Las causas médicas y nutricionales detrás de la pérdida capilar
El estrés se posiciona como uno de los detonantes más comunes para una pérdida acelerada de cabello. No obstante, existen diversas condiciones orgánicas, genéticas y nutricionales que alteran directamente el ciclo de vida del folículo.
Los factores que influyen en la aparición de esta condición son:
- Disfunciones orgánicas: patologías como el hipotiroidismo, las fallas hepáticas y los problemas renales.
- Enfermedades del organismo: el desarrollo de afecciones de origen autoinmune.
- Déficits de nutrientes: la falta de zinc, hierro y vitamina D en la alimentación diaria.
- Componente genético: la presencia de cerca de 200 genes influyentes en hombres y aproximadamente 600 genes en mujeres.
Diferencias entre los tipos de alopecia
La medicina divide la alopecia en dos grandes categorías según el comportamiento del folículo. Se clasifican principalmente en alopecias cicatrizales y no cicatrizales, sumado a los trastornos específicos del tallo capilar.
En las variantes no cicatrizales, como la alopecia androgenética y la areata, el folículo no se destruye, sino que sufre una alteración en su tamaño o ciclo. En los hombres genera un adelgazamiento del cabello que hace desaparecer el folículo en las entradas y la coronilla, mientras que en las mujeres amplía la partidura del peinado.
Por el contrario, la alopecia cicatrizal activa las defensas del cuerpo para atacar y destruir el folículo, manifestándose muchas veces con la caída inicial de las cejas.
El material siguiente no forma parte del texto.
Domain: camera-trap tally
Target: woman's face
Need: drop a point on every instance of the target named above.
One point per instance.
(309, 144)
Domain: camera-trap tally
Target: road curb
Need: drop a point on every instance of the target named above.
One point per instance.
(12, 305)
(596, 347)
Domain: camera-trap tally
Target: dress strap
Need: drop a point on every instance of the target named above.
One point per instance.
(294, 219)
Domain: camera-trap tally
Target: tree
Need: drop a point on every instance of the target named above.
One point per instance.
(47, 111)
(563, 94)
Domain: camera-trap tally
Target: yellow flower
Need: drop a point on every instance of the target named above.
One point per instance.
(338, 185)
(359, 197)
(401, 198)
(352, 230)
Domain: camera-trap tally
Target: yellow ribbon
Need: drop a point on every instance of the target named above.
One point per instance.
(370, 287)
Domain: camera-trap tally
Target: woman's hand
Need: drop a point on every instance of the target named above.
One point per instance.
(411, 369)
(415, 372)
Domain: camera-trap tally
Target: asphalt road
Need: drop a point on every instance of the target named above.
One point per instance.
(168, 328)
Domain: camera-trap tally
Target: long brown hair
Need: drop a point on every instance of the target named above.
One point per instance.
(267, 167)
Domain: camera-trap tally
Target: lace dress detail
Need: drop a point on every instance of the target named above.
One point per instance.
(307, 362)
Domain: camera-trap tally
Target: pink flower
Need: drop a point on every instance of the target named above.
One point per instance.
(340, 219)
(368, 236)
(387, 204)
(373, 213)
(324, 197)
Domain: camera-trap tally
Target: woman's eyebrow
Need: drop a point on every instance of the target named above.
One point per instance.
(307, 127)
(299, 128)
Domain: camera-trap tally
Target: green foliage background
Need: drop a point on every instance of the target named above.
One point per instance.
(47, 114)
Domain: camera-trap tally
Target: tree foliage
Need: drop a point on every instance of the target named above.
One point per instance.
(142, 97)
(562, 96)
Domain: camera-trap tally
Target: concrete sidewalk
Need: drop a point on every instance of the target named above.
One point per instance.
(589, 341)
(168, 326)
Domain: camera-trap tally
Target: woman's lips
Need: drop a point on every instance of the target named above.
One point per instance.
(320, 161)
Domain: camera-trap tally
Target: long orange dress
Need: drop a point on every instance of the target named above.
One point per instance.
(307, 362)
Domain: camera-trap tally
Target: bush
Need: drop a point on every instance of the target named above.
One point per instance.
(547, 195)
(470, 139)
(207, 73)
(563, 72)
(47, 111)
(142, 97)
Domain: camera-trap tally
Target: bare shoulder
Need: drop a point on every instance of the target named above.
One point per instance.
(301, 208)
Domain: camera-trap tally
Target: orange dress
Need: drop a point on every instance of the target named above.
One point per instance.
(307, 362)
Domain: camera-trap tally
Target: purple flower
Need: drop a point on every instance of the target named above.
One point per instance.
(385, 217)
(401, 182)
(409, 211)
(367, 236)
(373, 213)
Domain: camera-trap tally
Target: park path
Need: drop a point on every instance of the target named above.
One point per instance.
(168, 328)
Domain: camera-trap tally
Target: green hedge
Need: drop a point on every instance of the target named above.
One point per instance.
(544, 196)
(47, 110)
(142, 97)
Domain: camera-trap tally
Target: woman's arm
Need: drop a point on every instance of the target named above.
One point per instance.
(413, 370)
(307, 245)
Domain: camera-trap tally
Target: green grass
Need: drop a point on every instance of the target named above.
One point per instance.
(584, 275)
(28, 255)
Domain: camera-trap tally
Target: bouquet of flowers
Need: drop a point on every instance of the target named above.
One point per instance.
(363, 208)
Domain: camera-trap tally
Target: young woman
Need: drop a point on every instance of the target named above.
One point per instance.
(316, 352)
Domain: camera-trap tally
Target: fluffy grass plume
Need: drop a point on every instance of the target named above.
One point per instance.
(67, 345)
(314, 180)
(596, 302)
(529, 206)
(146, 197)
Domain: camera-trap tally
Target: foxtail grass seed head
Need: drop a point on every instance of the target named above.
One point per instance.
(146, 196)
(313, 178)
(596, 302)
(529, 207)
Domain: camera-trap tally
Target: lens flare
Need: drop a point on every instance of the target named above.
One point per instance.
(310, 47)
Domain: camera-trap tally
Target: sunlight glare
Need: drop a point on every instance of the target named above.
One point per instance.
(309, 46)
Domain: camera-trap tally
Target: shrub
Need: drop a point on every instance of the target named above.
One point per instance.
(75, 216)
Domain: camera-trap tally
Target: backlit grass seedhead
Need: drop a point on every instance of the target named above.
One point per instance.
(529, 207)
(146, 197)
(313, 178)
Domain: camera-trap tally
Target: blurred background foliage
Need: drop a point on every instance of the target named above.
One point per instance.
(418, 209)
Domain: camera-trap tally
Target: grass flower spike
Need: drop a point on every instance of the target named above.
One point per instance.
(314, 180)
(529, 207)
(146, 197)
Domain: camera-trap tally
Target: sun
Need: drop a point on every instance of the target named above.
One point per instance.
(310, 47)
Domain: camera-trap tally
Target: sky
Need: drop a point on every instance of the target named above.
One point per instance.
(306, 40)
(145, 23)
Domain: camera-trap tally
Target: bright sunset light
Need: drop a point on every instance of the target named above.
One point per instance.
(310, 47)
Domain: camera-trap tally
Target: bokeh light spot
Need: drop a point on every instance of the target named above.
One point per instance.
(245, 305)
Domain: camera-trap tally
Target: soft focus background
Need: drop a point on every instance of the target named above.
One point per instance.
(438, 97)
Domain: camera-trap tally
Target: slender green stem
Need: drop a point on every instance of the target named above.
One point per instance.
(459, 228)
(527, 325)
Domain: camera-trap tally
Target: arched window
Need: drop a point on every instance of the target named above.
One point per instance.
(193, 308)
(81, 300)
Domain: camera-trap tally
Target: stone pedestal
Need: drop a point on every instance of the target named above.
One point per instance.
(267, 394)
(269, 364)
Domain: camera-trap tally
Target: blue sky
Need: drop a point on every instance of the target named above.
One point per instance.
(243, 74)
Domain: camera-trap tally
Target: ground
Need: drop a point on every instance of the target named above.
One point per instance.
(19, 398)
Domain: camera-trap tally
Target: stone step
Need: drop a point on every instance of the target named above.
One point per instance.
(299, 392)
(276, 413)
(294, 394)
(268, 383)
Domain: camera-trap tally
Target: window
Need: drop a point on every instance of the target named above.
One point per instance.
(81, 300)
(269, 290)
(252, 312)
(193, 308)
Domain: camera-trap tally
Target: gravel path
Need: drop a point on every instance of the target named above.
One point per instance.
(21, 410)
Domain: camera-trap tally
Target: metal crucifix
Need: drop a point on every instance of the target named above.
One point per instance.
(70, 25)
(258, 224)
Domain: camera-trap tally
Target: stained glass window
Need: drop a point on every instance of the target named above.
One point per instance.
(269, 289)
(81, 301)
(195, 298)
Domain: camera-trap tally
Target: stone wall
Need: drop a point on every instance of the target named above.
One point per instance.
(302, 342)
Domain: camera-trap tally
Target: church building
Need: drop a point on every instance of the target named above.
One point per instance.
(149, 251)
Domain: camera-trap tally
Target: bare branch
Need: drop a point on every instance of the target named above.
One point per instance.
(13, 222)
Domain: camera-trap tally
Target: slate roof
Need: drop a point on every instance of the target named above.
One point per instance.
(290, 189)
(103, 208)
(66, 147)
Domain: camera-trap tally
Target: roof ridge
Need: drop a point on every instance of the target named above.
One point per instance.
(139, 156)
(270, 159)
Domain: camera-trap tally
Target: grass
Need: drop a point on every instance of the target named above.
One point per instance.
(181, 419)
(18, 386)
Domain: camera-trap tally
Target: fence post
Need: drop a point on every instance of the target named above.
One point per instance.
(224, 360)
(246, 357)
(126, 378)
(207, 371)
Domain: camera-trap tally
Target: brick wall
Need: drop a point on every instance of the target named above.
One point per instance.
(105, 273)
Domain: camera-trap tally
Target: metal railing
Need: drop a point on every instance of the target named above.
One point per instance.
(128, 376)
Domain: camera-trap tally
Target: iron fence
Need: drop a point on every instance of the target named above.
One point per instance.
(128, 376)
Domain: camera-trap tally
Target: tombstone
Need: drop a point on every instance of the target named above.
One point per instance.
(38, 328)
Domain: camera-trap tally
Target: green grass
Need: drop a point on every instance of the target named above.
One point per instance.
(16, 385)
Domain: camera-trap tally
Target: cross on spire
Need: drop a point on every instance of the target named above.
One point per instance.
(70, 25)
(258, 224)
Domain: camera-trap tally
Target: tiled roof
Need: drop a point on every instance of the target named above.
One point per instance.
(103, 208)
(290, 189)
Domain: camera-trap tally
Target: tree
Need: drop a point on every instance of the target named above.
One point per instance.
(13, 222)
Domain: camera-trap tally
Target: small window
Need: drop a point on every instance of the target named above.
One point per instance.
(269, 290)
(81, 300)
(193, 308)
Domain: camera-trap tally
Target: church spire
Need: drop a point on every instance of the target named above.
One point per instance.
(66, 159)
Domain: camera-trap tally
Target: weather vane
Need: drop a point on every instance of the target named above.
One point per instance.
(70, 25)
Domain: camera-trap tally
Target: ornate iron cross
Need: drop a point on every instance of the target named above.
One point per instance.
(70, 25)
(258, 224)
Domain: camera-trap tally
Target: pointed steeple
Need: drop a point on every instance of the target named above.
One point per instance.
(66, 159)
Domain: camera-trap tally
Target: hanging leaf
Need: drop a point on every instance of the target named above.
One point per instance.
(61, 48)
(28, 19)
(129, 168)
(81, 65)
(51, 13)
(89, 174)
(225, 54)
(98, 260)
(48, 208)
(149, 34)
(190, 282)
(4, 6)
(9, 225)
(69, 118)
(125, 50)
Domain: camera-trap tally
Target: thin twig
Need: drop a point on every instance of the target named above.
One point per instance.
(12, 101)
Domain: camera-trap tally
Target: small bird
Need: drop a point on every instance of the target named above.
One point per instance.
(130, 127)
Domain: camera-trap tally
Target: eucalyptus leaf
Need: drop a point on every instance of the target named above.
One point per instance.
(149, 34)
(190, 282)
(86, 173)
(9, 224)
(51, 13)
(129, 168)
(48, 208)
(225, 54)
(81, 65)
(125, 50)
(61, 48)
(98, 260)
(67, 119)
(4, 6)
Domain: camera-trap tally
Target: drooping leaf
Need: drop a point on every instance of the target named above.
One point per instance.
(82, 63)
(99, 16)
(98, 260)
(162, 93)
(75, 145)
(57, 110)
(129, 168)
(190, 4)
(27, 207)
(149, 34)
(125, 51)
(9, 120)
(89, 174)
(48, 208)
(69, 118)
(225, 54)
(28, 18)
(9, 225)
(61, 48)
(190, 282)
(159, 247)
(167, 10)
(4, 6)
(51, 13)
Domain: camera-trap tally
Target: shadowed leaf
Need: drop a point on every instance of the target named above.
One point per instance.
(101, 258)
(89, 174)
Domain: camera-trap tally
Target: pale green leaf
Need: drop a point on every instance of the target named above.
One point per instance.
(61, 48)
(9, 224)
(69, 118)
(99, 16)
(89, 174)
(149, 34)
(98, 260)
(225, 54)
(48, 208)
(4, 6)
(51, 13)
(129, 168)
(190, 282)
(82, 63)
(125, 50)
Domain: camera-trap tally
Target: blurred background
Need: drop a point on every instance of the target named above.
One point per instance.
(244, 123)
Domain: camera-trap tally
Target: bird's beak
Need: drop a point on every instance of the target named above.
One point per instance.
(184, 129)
En tanto, los trastornos del tallo corresponden al quiebre de la fibra por causas externas o patologías congénitas.
Las técnicas quirúrgicas de implante capilar
"Los pacientes recurren cada vez más jóvenes a las cirugías debido a los avances tecnológicos que eliminaron el aspecto artificial o de pelo de muñeca", detalla la Dra. Michelle Mauret, jefa del Área Capilar de Clínica Terré en conversación con "El Especialista Responde". Actualmente los especialistas utilizan dos procedimientos quirúrgicos para recuperar el cabello perdido.
Las técnicas de implante disponibles son:
Técnica FUSS (Follicular Unit Strip Surgery): se extrae un trozo de piel de la zona occipital de la cabeza y se implantan los folículos uno a uno, dejando una cicatriz lineal en la zona posterior.
Técnica FUE (Folicular Unit Extraction): se realiza habitualmente con el paciente rapado y se extraen las unidades foliculares de forma individual con una especie de aguja hueca.
Plazos y cuidados tras la cirugía
El éxito definitivo de un implante capilar requiere un estricto protocolo postoperatorio por parte del paciente. El cuidado diario impacta directamente en la evolución del injerto, ya que el cabello funciona y reacciona igual que cualquier otro órgano del cuerpo.
Los tres primeros días posteriores a la intervención requieren reposo, movimientos lentos y una posición especial para dormir. Las actividades deportivas se pueden retomar recién a los 10 días, mientras que la protección total contra la radiación del sol debe extenderse por dos meses.
El crecimiento del nuevo cabello es un proceso lento y progresivo. Las hebras implantadas se caen inicialmente de forma normal, los primeros brotes visibles aparecen a los cuatro meses y el resultado final definitivo se consolida entre los 12 y 18 meses posteriores a la operación.